Fear can also occur even in expectation of the subject. The reaction often takes the form of a panic attack. However, these panic attacks are distinguishable from those of Panic Disorder.  Here, the person predict them, whereas those of Panic Disorder come out of the blue.

Treating Specific Phobia

Exposure therapy

Exposure therapy is the primary and most effective treatment for Specific Phobia. The exposure occurs in three forms. It can be imagined, where the therapist guides the person through visualization of the phobia subject, or in person. Technology provides a third, intermediate option, where the person will use a computer or virtual reality to experience the focus of fear. Exposure lasts for several hours, either in one long session or broken up over several 1-hour sessions.

Muscle tension and relaxation

Systematic desensitization involves combining muscle relaxation techniques with exposure. This works by creating new, non-fearful associations surrounding the previously feared stimuli. With practice, these new connections overpower the older, anxiety-provoking ones. In fact, in-person exposure is the most effective form. Most studies show that immediate treatment responses are maintained even several months later.

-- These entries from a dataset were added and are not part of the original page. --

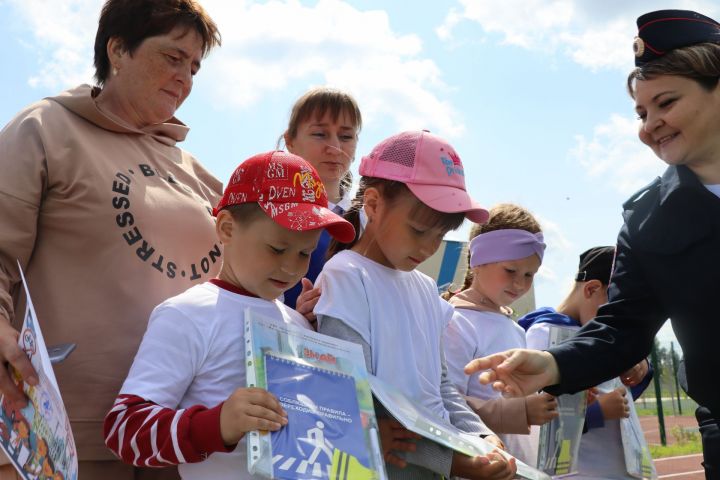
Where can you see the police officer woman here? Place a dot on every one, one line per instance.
(667, 263)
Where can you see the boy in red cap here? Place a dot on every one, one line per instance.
(183, 402)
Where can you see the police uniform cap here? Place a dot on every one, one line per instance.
(664, 30)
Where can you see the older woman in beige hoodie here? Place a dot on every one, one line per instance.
(106, 215)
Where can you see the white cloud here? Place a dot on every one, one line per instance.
(596, 35)
(269, 47)
(616, 156)
(64, 34)
(558, 254)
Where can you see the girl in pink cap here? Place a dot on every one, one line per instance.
(503, 257)
(412, 192)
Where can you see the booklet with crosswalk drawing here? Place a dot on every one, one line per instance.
(416, 418)
(638, 461)
(560, 438)
(37, 438)
(322, 384)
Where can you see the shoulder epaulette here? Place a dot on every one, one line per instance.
(645, 192)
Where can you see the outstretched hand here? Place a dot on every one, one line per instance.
(307, 300)
(516, 372)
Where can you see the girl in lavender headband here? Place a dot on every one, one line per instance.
(504, 255)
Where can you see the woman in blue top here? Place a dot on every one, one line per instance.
(323, 129)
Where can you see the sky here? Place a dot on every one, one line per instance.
(531, 93)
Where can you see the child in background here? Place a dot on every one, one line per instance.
(601, 449)
(503, 257)
(323, 129)
(412, 192)
(184, 400)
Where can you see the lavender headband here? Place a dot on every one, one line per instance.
(504, 245)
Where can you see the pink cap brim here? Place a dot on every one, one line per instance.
(450, 200)
(308, 216)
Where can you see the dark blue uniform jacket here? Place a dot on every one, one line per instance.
(667, 265)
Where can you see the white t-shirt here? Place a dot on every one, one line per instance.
(474, 334)
(399, 314)
(193, 354)
(601, 451)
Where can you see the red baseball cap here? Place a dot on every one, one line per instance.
(289, 190)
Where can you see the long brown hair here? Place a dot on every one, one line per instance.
(502, 216)
(391, 191)
(315, 103)
(699, 62)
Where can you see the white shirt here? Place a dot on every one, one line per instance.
(399, 314)
(193, 353)
(474, 334)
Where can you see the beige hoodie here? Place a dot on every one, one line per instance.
(107, 221)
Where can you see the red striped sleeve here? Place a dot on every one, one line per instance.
(145, 434)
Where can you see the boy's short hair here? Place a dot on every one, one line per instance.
(596, 264)
(288, 190)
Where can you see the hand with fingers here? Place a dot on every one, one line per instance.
(395, 438)
(493, 466)
(307, 300)
(517, 372)
(12, 354)
(541, 408)
(249, 409)
(614, 404)
(592, 395)
(635, 375)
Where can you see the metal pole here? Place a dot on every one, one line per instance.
(658, 395)
(677, 385)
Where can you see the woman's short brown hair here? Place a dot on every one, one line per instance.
(699, 62)
(132, 21)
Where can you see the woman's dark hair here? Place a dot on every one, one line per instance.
(132, 21)
(502, 216)
(315, 103)
(391, 190)
(699, 62)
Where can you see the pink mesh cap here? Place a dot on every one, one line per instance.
(431, 169)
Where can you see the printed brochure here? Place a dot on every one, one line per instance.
(417, 419)
(560, 438)
(37, 438)
(322, 384)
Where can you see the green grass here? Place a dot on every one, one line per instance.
(658, 451)
(647, 406)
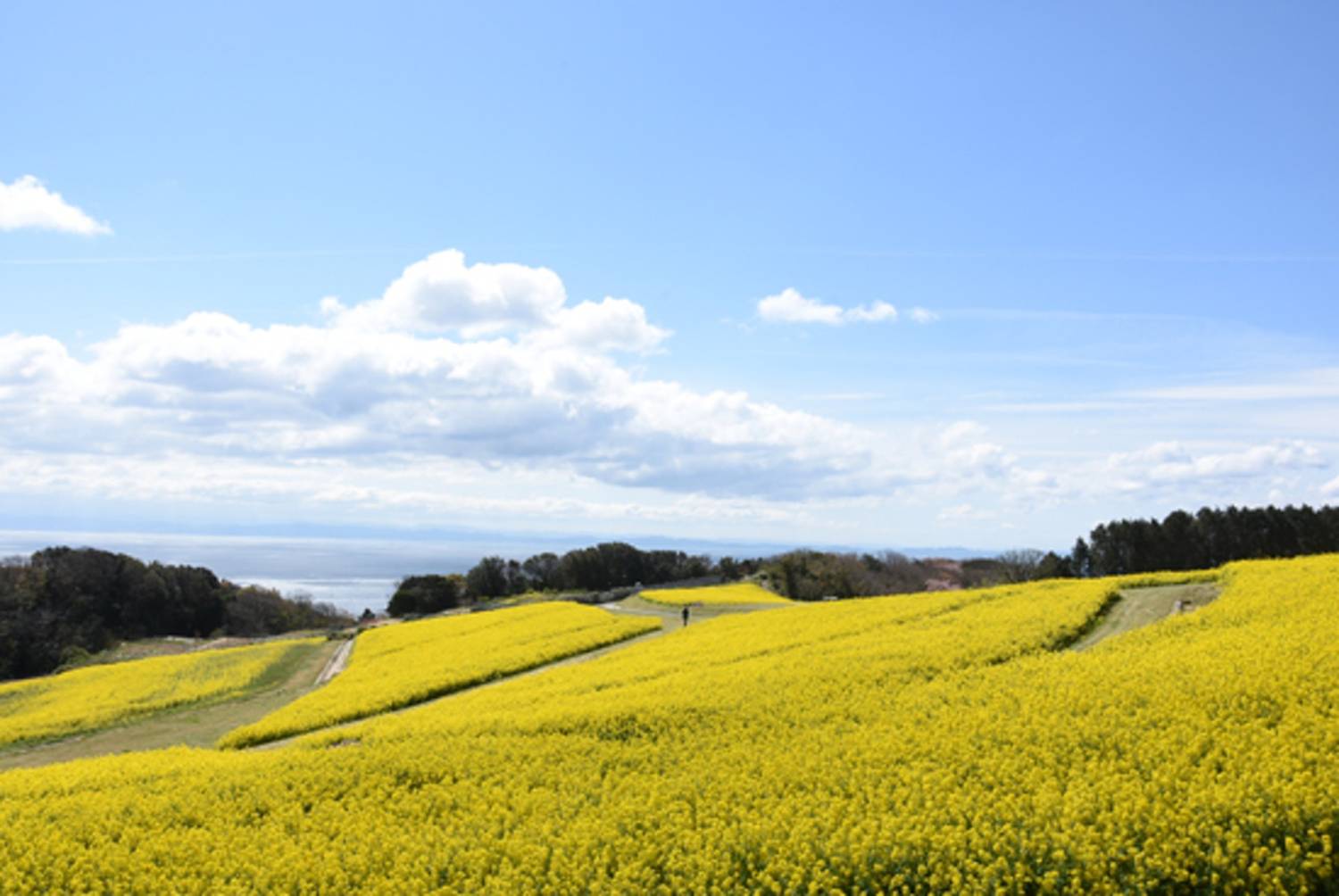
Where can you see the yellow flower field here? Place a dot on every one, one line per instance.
(396, 666)
(98, 697)
(912, 743)
(739, 593)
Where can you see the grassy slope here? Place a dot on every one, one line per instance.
(195, 725)
(1140, 607)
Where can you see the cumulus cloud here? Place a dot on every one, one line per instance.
(444, 294)
(789, 307)
(481, 387)
(27, 203)
(481, 363)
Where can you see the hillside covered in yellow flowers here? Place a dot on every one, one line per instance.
(944, 743)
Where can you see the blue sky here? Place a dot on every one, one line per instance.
(506, 267)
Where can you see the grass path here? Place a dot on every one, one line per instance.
(1140, 607)
(198, 725)
(671, 619)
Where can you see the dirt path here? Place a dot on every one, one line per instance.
(1138, 607)
(337, 663)
(568, 660)
(187, 726)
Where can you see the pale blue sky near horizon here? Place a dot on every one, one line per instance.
(1121, 222)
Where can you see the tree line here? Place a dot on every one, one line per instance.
(599, 568)
(1180, 542)
(1210, 537)
(605, 568)
(62, 604)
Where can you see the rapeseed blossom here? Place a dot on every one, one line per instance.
(923, 743)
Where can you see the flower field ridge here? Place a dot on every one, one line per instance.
(920, 743)
(402, 665)
(741, 593)
(98, 697)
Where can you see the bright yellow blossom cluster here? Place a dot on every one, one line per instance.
(398, 666)
(739, 593)
(98, 697)
(916, 743)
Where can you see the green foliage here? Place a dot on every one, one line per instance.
(1208, 539)
(63, 604)
(426, 595)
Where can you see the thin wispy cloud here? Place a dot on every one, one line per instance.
(29, 205)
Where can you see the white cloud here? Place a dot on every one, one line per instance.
(524, 404)
(613, 324)
(27, 203)
(789, 307)
(444, 294)
(1172, 462)
(369, 385)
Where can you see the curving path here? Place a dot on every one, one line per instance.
(1140, 607)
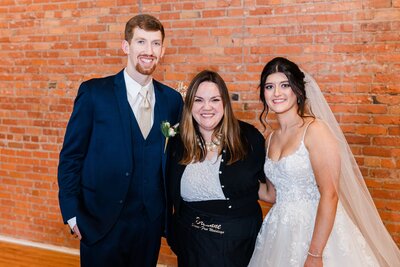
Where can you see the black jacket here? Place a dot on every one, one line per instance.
(239, 181)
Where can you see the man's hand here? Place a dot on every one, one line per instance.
(76, 232)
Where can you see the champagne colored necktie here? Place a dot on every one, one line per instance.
(145, 112)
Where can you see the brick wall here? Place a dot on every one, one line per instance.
(352, 48)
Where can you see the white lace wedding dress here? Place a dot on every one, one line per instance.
(286, 232)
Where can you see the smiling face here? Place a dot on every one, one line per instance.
(208, 108)
(144, 52)
(279, 96)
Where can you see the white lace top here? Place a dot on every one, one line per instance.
(200, 181)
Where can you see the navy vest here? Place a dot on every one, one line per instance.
(146, 187)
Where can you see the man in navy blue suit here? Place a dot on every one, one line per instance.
(112, 164)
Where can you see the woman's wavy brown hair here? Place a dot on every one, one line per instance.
(228, 128)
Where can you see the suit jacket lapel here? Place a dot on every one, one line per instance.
(124, 110)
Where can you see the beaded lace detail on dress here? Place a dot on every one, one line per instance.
(286, 232)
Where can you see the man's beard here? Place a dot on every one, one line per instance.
(143, 71)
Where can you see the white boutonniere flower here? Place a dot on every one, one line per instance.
(168, 131)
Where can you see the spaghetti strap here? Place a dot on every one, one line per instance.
(269, 141)
(305, 130)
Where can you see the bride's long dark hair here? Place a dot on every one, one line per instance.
(296, 81)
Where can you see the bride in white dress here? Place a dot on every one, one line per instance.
(323, 214)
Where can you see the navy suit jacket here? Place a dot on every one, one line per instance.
(96, 163)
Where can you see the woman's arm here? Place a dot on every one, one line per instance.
(325, 161)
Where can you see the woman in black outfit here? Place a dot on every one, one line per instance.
(214, 172)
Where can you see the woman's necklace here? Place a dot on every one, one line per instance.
(212, 145)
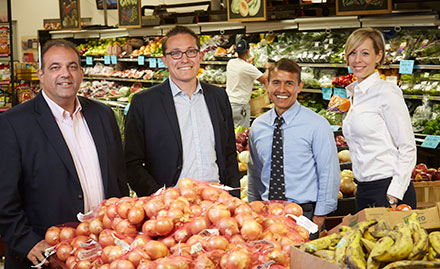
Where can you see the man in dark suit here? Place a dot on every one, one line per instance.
(61, 155)
(182, 127)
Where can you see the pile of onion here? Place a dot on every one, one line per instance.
(194, 224)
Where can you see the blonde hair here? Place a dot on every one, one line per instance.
(359, 36)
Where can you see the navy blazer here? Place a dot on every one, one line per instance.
(39, 186)
(153, 144)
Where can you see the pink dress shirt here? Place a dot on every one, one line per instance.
(80, 142)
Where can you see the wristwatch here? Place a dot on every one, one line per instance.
(391, 201)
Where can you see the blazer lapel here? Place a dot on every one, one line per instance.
(50, 127)
(99, 138)
(211, 103)
(170, 109)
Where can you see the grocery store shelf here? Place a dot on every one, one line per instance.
(113, 103)
(322, 65)
(215, 62)
(124, 79)
(420, 97)
(312, 90)
(399, 21)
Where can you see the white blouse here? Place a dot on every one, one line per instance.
(379, 134)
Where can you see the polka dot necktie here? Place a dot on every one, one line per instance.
(277, 189)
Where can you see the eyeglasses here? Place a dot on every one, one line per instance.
(176, 55)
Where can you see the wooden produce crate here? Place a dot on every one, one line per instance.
(427, 193)
(257, 104)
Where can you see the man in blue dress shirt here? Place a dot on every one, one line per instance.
(310, 162)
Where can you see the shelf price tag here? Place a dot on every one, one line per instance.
(141, 60)
(89, 60)
(406, 66)
(327, 93)
(160, 63)
(341, 92)
(431, 141)
(106, 59)
(114, 59)
(152, 62)
(335, 127)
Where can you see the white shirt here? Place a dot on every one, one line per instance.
(379, 134)
(197, 134)
(82, 148)
(240, 78)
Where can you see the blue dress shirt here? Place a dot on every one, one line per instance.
(197, 134)
(311, 165)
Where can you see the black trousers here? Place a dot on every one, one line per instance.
(374, 194)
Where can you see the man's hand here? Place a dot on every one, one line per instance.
(318, 220)
(36, 254)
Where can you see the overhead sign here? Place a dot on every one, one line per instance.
(70, 17)
(129, 13)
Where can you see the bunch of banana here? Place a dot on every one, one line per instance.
(374, 244)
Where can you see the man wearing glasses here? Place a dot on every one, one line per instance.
(182, 127)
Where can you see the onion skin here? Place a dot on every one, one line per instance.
(67, 233)
(251, 230)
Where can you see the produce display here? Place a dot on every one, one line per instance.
(241, 143)
(426, 118)
(108, 90)
(422, 173)
(374, 244)
(344, 156)
(347, 188)
(195, 225)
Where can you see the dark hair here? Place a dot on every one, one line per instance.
(286, 65)
(179, 29)
(58, 43)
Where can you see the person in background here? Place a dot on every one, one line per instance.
(293, 154)
(62, 155)
(377, 127)
(182, 127)
(240, 78)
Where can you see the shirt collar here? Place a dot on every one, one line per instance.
(175, 90)
(59, 112)
(288, 115)
(364, 85)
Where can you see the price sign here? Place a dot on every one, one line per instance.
(141, 60)
(106, 59)
(152, 62)
(406, 66)
(341, 92)
(327, 93)
(160, 63)
(114, 59)
(335, 127)
(431, 141)
(89, 60)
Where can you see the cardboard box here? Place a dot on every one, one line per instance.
(427, 193)
(301, 260)
(257, 104)
(429, 218)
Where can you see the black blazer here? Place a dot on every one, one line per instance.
(39, 186)
(153, 145)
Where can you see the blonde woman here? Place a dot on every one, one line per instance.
(377, 128)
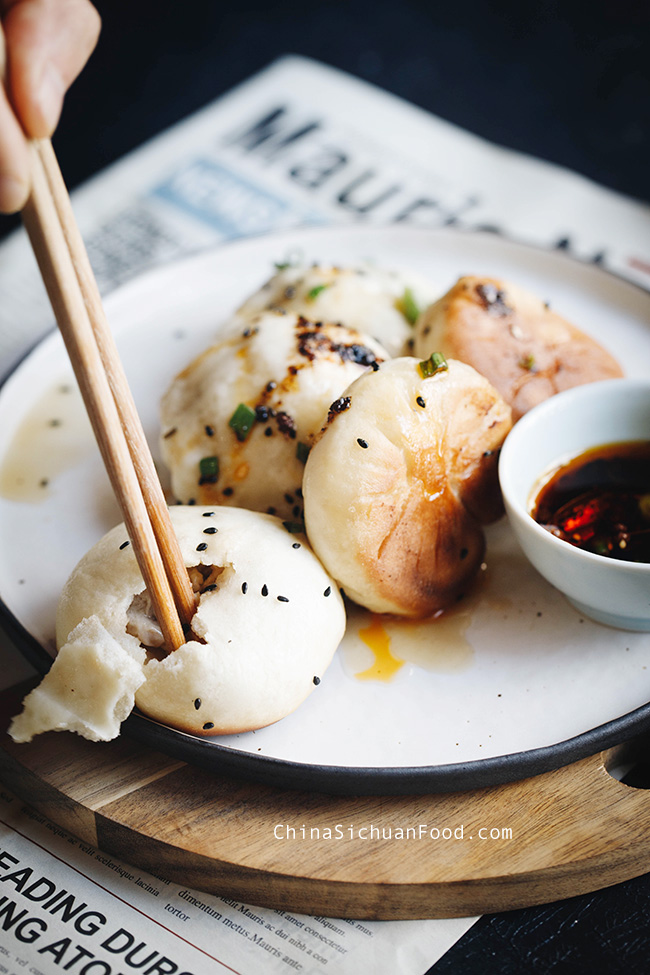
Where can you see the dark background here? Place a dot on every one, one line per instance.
(564, 81)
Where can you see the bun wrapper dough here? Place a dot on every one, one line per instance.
(268, 622)
(526, 350)
(400, 482)
(285, 370)
(376, 301)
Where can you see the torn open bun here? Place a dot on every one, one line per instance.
(268, 622)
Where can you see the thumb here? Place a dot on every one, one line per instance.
(48, 43)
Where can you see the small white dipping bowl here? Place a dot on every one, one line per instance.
(612, 411)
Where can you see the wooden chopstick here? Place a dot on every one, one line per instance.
(78, 309)
(140, 454)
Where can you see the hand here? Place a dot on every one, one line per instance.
(47, 43)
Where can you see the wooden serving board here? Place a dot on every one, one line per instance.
(567, 832)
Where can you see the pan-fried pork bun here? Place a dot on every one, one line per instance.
(268, 621)
(238, 422)
(382, 303)
(400, 481)
(526, 350)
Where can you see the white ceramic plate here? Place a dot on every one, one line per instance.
(512, 682)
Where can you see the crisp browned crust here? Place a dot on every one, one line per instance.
(526, 350)
(400, 482)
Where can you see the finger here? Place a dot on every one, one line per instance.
(49, 42)
(14, 160)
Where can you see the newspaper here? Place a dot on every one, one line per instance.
(300, 144)
(303, 144)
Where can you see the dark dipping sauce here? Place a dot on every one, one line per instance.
(600, 501)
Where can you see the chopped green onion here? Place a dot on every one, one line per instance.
(435, 363)
(209, 470)
(314, 293)
(302, 452)
(644, 506)
(242, 421)
(409, 307)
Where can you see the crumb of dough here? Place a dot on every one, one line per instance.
(90, 688)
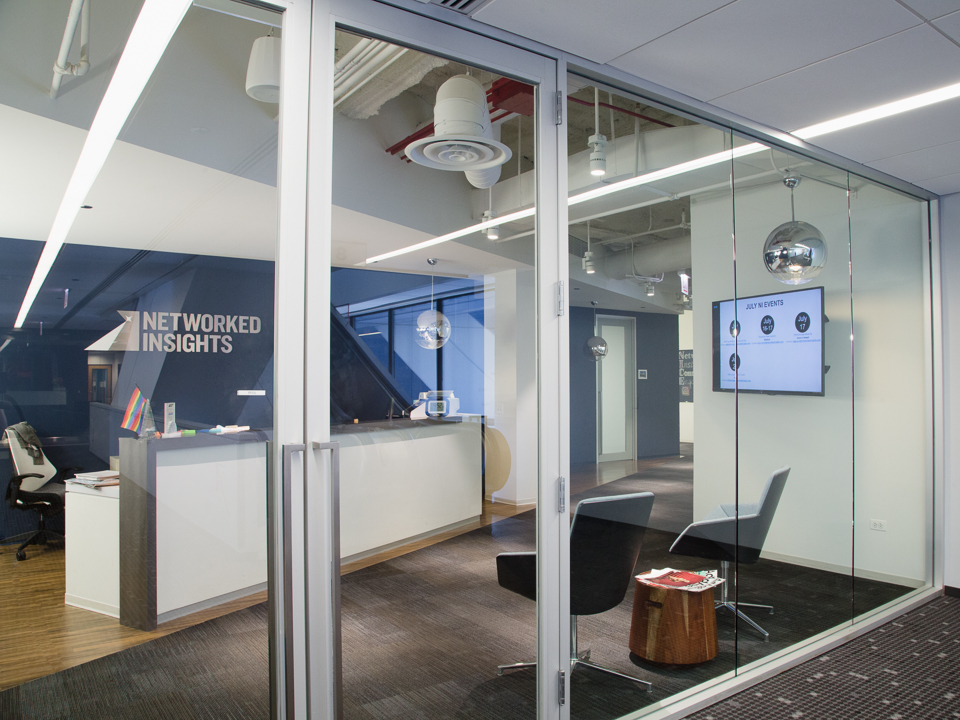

Combination with applied muscle tension successfully addresses the unique issues with blood/injection/injury phobia, such as dizziness and fainting. People learn to use conscious, body-wide muscle tension to increase blood pressure and avoid fainting.

Cognitive Therapy

Cognitive Therapy can be used either as an additional or stand alone treatment by training people to confront their irrational fears with logical, fact-based reassessments. Available studies best support its use in claustrophobia, where it is at least as effective as in person exposure.

Medications

Although these therapies have high rates of success, a few situations call for the kind of rapid response that can only be provided by medication, specifically benzodiazepines. Claustrophobic patients who need to get an MRI (which requires lying still in an enclosed space) or people with Specific Phobia who fear airplanes but need to fly somewhere benefit from one-time doses of these muscle relaxants.

Managing Specific Phobia

Late to get help

Contrary to the beliefs of many people, Specific Phobia is highly treatable. However, fewer than a third seek treatment for their affliction. The ones who do get treatment usually delay many years. The average age at the start of treatment is over 31 years old, decades after the average age of onset. Many have become so accustomed to avoiding the source of their anxiety that they see no need to bother with treatment.

Fear of treatment

One in 4 who do seek treatment do not want exposure therapy because they either fear confronting their phobic trigger or think that it will not work for them. People who fear blood/injection/injury have an especially hard time getting treatment. The fear is so severe that they often avoid getting help even if they are gravely ill.

Situational Type of Specific Phobia versus Agoraphobia

The key to differentiating these two is the number of different situations that are feared. Agoraphobia requires at least two of five different categories of situations. However, if the person only fears situations that fit into one of those categories, the diagnosis of Specific Phobia, Situational Type, is more appropriate.

Substances to avoid

As with other anxiety disorders, intake of caffeine and alcohol can exacerbate symptoms and should be minimized if possible.

Phobias in the elderly

Elderly people with Specific Phobia face characteristic issues that their families and caretakers should look out for. Their phobias often center around pre-existing medical issues, and patients often have a phobia of falling. This enhanced fear of falling can decrease the amount of exercise they are willing to engage in, thus lowering physical mobility and increasing potential need for in-home assistance.